Nicholas Kristof on Poverty


Nicholas Kristof of the New York Times has a very interesting essay on poverty in The New York Review of Books. It is very much worth reading, and displays a great recognition of the complexities of poverty--both domestic and international. In particular, Kristof recognizes that there has been tremendous (and largely unrecognized) progress toward reducing world poverty, and yet we still have far to go.

It is a long essay, but here are some highlights:



One measure of the ubiquity of these tradeoffs is that today, as every day, 30,000 children will die of hunger, disease, and other consequences of poverty, according to UNICEF. In many cases, those will be daughters, because parents (particularly in South Asia) don't have the resources to keep all their children alive, so they put a finger on the scales on the side of their sons. In India alone, among children aged one to five, girls are 50 percent more likely to die than boys—meaning that 130,000 Indian girls are mortally discriminated against each year.

Poverty both in the US and around the world remains a central fact of twenty-first-century life; a majority of the world lives on less than $2 a day, one common measure of who is poor. Yet we manage, pretty successfully, to ignore it and insulate ourselves even from poverty in our own country. When it pops out from behind the screen after an episode like the Watts riots of 1965 or the New Orleans hurricane of 2005, then we express horror and indignation and vow change, and finally shrug and move on. Meanwhile, the world's five hundred wealthiest people have the same income as the world's poorest 416 million.


. . .


Yet the story of global poverty is, in spite of what most people think, in some ways a surprisingly successful one. We focus on those who are still poor, but in the last quarter-century far more people have been pulled out of poverty than ever before in the history of the world. Largely that's because of the economic success of Asia, and it should give pause to critics of globalization. In fact, it's precisely because of globalization that hundreds of millions of Chinese, Indians, Indonesians, and Malaysians are moving into the middle class.



Another new book on the subject, Understanding Poverty, a collection of essays by scholars, has both the depth and the data that Vollmann's book lacks. It's the kind of book that you can put down, but it's a serious examination of where we stand and what we need to do. An excellent opening chapter by the three editors—Abhijit Banerjee, Roland BĂ©nabou, and Dilip Mookherjee—notes that in the period from the early 1980s to 2001,

poverty rates fell by almost half: approximately 400 million people crossed the $1 threshold during this time [$1 a day is often used as a measure of extreme poverty; $2 a day is also often used]. This amounts to a fairly dramatic reduction in poverty. There is thus no basis for views, often expressed by protesters against globalization and privatization, that these trends have coincided with a rise in global poverty. Most of the poverty reduction happened in Asia, and particularly in China, which has experienced growing integration into the world economy and a rise in market forces.


It's also worth noting that the part of the world that has most withstood the forces of globalization (or simply been ignored) is Africa, where the number of poor people doubled.


. . .


The upshot is that we now have a much richer understanding of poverty than we did at the time of the launch of the War on Poverty, and a much better hope of success if we try again. We know that it's not just about more equitable distribution of assets, but that there are also crucial cultural issues to be addressed. We also have a better understanding of the tactics and policies that work, both in the US and in poor countries abroad.

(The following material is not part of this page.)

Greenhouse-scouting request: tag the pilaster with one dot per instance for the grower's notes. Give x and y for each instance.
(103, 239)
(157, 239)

The remaining question is whether we have the will. Perhaps books like Vollmann's may at least remind us of the poor, removing them for a moment from invisibility, and help replace our current resignation with policies that would make a considerable difference. We are not going to eradicate poverty in our lifetimes, but we could make a much bigger dent in it—and that's important if you're one of the poor. As Albert Camus said in 1948: "Perhaps we cannot prevent this world from being a world in which children are tortured. But we can reduce the number of tortured children."



In the meantime, today another 30,000 children will die of the consequences of poverty. And as dusk falls in Africa and Asia, aching parents will struggle to decide which of their children to put under the mosquito net and which to expose to malaria.





As Kristof notes in his essay, it is encouraging that thanks to celebrities like Bill Gates, Bono, and Angelina Jolie that a focus on world poverty is becoming cool and mainstream. Whether this will last in another question.